A new redox-sensitive poly(ethylene glycol) (PEG)-based gene vector specially designed to target fibroblast growth factor receptors (FGFRs) was developed by host-guest supramolecular complexation. The new vector was designed as follows: 1) A host segment was consisted of β-cyclodextrin-crosslinked low molecular polyethylenimine (PEI) conjugated with MC11 peptide (MQLPLATGGGC) that can target FGFRs, being termed as MC11-PEI-β-cyclodextrin (MPC); 2) A guest segment is consisted of PEG and adamantyl group linked by a disulfide bond, the adamantyl-SS-PEG (Ad-SS-PEG); and 3) PEGylation of MPC by supramolecular complexation between MPC and Ad-SS-PEG to generate MPC/Ad-SS-PEG polycation, where the PEG chains can stabilize the DNA polyplexes extracellularly but can be readily cleavable intracellularly. It was found that the MPC/Ad-SS-PEG complexes could efficiently condense pDNA into nanoparticles around 100-200 nm, and were able to effectively stabilize polyplexes against salt- or BSA-induced aggregation. The MPC/Ad-SS-PEG polyplexes were more readily to dissociate with the aid of heparin in the presence of 5 mm DTT. In vitro gene transfection and cytotoxicity experiments in different carcinoma cell lines expressing FGFRs showed that MPC/Ad-SS-PEG could mediate significantly higher transfection efficiency than MPC complexed with adamantyl-PEG (MPC/Ad-PEG), which has no disulfide linkage and is non-PEG-detachable. Furthermore, confocal laser scanning microscopy study indicated that MPC/Ad-SS-PEG polyplexes could mediate much more efficient endosomal escape than stably shield MPC/Ad-PEG polyplexes at 12 h post-transfection. Importantly, MPC/Ad-SS-PEG was also able to efficiently mediate tumor-targeted gene delivery in the tumor-bearing mouse model after systemic injection in vivo. These results suggest that the MPC/Ad-SS-PEG systems could be a safe and efficient non-viral vector for FGFR-mediated targeted gene delivery for cancer gene therapy.

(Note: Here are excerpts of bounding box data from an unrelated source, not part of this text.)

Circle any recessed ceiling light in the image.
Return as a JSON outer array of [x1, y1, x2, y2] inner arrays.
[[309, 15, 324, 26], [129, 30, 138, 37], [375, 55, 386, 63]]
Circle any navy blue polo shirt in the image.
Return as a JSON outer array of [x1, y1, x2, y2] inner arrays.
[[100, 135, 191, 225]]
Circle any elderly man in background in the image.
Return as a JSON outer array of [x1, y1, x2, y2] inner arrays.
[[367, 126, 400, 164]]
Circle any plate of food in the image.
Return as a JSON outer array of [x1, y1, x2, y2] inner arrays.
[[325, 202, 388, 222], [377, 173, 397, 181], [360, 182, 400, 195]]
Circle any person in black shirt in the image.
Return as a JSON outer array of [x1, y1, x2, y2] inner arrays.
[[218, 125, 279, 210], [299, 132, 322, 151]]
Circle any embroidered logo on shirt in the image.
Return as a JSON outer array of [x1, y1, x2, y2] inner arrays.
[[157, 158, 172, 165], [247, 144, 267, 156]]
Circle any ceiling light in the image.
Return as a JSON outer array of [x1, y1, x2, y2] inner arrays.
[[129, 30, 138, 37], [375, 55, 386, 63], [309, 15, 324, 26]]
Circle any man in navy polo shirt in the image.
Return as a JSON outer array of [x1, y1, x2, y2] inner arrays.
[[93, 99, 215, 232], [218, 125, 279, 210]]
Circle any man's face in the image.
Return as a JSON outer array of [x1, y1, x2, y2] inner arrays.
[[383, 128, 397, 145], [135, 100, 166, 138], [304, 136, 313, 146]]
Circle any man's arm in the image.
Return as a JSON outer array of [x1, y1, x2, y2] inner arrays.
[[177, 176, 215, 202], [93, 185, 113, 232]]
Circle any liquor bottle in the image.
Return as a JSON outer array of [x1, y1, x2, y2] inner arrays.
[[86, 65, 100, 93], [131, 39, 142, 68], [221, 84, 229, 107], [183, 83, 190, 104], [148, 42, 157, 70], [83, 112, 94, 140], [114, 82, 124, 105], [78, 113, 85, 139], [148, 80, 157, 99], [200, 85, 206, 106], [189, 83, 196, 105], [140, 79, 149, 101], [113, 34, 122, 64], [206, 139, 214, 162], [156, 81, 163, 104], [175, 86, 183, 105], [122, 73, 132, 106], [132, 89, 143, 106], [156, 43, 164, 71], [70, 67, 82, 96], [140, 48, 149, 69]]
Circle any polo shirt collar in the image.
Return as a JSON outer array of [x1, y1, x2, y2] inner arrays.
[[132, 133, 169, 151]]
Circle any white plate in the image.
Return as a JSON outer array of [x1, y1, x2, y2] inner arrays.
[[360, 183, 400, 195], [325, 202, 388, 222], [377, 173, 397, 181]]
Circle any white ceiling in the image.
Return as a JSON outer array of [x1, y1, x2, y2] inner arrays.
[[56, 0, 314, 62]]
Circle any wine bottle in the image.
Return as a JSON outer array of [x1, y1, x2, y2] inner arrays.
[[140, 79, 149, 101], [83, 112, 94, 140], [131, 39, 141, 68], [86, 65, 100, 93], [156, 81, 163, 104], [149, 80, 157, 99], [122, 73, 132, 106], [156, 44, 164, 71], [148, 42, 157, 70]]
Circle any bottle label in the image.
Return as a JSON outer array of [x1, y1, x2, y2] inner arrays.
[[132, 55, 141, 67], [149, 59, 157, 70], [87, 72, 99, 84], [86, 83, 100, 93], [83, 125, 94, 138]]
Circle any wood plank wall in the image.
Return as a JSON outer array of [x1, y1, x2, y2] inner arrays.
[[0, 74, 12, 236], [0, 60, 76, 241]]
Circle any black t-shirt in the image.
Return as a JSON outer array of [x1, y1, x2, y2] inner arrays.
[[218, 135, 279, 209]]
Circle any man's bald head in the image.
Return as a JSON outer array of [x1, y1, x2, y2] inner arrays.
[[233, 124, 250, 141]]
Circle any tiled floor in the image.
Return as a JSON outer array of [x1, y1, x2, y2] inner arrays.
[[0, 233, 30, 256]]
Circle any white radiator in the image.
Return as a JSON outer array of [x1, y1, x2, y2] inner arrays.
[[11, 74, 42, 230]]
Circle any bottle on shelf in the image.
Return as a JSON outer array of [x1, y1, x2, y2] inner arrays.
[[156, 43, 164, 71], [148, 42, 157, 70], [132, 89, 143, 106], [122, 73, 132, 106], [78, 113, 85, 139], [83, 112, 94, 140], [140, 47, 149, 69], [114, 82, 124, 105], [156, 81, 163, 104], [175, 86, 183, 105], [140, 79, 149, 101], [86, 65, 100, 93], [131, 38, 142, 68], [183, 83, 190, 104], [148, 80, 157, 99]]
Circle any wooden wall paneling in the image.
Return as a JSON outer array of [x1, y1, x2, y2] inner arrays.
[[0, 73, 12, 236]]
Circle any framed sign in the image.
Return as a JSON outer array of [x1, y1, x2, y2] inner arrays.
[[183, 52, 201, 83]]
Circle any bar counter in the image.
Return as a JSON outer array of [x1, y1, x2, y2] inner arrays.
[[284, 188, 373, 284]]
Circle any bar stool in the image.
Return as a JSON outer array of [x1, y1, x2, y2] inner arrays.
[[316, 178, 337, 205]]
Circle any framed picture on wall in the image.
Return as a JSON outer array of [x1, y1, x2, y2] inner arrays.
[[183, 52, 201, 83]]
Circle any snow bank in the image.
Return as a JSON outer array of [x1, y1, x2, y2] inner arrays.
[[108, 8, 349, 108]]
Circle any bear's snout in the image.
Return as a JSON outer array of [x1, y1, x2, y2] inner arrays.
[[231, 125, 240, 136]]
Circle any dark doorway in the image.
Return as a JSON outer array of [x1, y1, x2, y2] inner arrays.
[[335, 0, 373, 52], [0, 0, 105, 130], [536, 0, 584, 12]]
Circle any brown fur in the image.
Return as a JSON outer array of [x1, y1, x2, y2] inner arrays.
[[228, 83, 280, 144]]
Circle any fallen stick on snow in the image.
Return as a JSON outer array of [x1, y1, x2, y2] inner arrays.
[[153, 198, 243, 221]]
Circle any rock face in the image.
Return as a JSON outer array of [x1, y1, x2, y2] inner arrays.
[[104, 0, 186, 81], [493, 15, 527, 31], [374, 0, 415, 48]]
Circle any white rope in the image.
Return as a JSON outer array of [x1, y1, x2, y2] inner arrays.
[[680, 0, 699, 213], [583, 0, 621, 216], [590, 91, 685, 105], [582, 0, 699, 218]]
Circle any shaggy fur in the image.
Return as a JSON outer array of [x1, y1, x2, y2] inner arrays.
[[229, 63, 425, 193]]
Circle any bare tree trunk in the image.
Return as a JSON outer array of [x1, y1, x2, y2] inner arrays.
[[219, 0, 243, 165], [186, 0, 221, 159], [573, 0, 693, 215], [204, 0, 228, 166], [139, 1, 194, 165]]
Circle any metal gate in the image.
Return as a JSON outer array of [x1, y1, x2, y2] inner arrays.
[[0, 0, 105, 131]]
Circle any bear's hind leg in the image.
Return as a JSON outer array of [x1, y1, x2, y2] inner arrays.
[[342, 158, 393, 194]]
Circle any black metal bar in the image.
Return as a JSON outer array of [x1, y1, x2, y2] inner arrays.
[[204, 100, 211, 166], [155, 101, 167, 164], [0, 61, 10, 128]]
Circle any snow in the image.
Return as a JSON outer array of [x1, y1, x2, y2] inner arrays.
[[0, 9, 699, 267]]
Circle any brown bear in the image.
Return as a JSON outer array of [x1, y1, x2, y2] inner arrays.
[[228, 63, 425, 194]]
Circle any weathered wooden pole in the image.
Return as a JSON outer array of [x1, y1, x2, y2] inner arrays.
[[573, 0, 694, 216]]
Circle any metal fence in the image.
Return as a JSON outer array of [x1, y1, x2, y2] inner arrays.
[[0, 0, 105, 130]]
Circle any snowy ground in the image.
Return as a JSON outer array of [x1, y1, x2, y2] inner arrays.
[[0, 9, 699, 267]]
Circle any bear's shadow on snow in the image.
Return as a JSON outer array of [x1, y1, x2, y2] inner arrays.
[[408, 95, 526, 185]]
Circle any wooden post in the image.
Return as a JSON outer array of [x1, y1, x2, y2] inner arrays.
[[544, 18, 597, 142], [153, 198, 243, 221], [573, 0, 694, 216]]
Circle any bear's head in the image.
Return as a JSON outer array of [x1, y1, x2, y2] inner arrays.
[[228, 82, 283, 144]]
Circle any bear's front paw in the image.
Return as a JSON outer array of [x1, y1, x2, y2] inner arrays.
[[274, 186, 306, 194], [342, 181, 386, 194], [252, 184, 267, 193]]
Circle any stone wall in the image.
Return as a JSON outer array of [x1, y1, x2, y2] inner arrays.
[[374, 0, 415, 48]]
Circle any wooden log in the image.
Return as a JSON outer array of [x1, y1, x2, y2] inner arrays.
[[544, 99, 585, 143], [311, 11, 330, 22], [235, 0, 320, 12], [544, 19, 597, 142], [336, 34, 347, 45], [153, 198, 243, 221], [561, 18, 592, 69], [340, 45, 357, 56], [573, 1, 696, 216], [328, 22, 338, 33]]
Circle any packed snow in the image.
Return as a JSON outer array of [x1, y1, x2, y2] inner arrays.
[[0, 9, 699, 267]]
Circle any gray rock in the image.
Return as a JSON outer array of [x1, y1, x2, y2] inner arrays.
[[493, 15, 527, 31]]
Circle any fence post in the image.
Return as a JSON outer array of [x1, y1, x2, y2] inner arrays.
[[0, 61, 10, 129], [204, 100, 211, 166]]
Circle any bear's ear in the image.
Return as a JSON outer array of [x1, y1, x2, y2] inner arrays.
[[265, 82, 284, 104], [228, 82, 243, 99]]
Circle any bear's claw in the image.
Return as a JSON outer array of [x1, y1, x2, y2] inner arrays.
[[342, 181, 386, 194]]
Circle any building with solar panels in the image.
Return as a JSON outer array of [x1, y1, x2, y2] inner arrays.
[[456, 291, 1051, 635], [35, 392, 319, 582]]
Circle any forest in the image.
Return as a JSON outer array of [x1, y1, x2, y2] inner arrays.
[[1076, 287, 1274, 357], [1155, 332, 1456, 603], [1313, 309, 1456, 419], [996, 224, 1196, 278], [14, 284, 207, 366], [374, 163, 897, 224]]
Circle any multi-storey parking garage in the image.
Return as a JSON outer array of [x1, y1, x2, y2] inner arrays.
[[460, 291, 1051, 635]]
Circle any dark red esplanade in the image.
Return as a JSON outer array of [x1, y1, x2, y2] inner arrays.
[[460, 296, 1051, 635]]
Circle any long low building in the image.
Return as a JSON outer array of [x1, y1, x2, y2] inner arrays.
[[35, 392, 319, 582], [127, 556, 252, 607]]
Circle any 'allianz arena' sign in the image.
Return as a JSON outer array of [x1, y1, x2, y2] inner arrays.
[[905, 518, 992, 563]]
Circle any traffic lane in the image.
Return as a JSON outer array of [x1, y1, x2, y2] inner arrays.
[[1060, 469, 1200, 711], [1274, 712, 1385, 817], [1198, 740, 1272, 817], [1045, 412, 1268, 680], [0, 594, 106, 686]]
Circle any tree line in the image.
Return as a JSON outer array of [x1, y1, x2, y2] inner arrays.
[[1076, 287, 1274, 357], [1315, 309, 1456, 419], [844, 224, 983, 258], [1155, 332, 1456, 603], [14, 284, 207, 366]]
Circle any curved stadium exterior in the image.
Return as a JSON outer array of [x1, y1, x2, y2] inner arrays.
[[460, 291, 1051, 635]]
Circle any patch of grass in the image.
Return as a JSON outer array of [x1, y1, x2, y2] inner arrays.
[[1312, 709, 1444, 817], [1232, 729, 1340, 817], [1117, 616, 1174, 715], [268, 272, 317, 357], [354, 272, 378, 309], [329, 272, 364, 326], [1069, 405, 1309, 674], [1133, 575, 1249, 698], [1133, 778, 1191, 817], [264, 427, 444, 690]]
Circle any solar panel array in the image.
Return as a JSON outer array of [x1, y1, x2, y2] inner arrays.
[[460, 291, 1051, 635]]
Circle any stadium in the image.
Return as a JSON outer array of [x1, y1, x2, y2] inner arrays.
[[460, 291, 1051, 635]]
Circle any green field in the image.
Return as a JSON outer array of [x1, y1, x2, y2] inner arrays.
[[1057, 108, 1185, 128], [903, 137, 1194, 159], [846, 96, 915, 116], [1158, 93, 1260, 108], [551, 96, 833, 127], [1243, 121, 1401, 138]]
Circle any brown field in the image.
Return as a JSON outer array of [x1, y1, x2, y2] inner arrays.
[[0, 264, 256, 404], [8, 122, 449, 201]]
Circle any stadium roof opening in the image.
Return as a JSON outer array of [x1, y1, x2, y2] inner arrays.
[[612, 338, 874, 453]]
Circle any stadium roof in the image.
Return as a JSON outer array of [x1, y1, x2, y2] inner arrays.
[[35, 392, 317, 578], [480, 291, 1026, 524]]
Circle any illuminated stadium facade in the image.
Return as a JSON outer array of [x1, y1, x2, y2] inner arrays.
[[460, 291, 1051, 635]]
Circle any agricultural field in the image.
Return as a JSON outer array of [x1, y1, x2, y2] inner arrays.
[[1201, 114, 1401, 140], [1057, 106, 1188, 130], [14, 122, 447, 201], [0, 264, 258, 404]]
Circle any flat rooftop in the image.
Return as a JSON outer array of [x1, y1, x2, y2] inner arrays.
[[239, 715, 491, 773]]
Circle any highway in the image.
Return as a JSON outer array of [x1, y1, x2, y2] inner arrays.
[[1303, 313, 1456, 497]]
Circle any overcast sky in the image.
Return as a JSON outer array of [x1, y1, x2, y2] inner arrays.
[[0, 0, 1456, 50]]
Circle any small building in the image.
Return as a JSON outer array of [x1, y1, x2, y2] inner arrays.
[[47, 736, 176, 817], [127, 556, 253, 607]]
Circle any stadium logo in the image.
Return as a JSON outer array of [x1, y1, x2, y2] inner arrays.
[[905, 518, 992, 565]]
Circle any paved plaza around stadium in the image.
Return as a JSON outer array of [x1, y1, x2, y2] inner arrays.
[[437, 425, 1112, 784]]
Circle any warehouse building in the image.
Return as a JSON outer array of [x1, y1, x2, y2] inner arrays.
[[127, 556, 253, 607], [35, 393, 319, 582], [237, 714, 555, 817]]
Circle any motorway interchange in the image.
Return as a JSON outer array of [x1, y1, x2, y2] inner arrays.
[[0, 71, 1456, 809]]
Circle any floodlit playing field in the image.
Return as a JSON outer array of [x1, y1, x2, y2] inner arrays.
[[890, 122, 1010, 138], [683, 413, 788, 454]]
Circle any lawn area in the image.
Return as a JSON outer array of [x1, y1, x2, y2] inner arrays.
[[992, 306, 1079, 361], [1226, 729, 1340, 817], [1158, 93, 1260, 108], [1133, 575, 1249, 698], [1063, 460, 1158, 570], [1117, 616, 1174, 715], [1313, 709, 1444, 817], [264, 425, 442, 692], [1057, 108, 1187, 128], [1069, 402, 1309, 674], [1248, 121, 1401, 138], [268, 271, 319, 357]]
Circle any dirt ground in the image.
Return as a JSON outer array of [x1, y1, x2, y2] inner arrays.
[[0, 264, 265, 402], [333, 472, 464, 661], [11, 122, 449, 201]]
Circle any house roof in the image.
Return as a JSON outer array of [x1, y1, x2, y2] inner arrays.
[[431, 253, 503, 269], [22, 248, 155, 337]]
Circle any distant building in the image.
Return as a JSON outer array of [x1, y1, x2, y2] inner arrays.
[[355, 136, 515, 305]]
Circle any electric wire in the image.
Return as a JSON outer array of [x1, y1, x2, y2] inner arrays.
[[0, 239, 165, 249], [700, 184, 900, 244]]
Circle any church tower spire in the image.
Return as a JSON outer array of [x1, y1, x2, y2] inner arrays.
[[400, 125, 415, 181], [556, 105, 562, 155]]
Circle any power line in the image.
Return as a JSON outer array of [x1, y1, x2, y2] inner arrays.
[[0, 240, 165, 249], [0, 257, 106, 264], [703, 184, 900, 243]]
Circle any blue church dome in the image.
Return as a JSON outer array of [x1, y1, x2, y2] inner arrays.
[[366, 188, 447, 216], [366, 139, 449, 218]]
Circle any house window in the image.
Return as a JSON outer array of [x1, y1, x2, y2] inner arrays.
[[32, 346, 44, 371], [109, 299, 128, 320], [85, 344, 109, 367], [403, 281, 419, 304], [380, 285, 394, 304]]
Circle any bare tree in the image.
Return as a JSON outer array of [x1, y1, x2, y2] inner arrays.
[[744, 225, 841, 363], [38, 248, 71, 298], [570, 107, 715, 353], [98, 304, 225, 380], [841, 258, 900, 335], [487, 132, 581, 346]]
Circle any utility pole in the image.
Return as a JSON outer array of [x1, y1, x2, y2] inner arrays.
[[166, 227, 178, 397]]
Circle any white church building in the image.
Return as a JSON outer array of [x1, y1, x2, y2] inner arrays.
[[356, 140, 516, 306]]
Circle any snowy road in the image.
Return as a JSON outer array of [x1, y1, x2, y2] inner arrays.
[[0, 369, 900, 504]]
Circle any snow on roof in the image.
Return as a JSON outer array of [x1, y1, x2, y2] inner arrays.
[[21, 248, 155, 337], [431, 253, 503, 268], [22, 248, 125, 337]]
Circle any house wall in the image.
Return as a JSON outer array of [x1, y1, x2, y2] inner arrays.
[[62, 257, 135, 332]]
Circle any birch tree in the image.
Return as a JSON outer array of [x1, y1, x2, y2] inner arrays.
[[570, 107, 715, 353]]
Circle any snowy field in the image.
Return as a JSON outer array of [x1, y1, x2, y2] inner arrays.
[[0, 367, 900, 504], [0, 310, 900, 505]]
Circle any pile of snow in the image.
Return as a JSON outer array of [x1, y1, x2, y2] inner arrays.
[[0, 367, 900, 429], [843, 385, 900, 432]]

一种新的基于氧化还原敏感的聚乙二醇(PEG)的基因载体,专门设计用于靶向成纤维细胞生长因子受体(FGFRs),是通过主客体超分子络合作用开发的。该新载体设计如下:1)主体部分由β-环糊精交联的低分子量聚亚乙基亚胺(PEI)与 MC11 肽(MQLPLATGGGC)偶联而成,可靶向 FGFRs,称为 MC11-PEI-β-环糊精(MPC);2)客体部分由 PEG 和金刚烷基通过二硫键连接而成,金刚烷-SS-PEG(Ad-SS-PEG);3)通过 MPC 与 Ad-SS-PEG 之间的超分子络合作用对 MPC 进行 PEG 化,生成 MPC/Ad-SS-PEG 聚阳离子,其中 PEG 链可以在细胞外稳定 DNA 多聚物,但可以在细胞内容易地断裂。研究发现,MPC/Ad-SS-PEG 复合物可以有效地将 pDNA 凝聚成 100-200nm 左右的纳米颗粒,并能够有效地稳定多聚物抵抗盐或 BSA 诱导的聚集。在存在 5mM DTT 的情况下,MPC/Ad-SS-PEG 多聚物在肝素的帮助下更容易解离。在表达 FGFRs 的不同癌细胞系中进行的体外基因转染和细胞毒性实验表明,MPC/Ad-SS-PEG 可以介导比 MPC 与金刚烷-PEG(MPC/Ad-PEG)复合物更高的转染效率,MPC/Ad-PEG 复合物没有二硫键,并且不可 PEG 分离。此外,共聚焦激光扫描显微镜研究表明,MPC/Ad-SS-PEG 多聚物在转染后 12 小时可以介导更有效的内涵体逃逸,而稳定屏蔽的 MPC/Ad-PEG 多聚物则不能。重要的是,MPC/Ad-SS-PEG 还能够在体内全身注射后在荷瘤小鼠模型中有效介导肿瘤靶向基因传递。这些结果表明,MPC/Ad-SS-PEG 系统可能是一种安全有效的非病毒载体,用于 FGFR 介导的靶向基因传递,用于癌症基因治疗。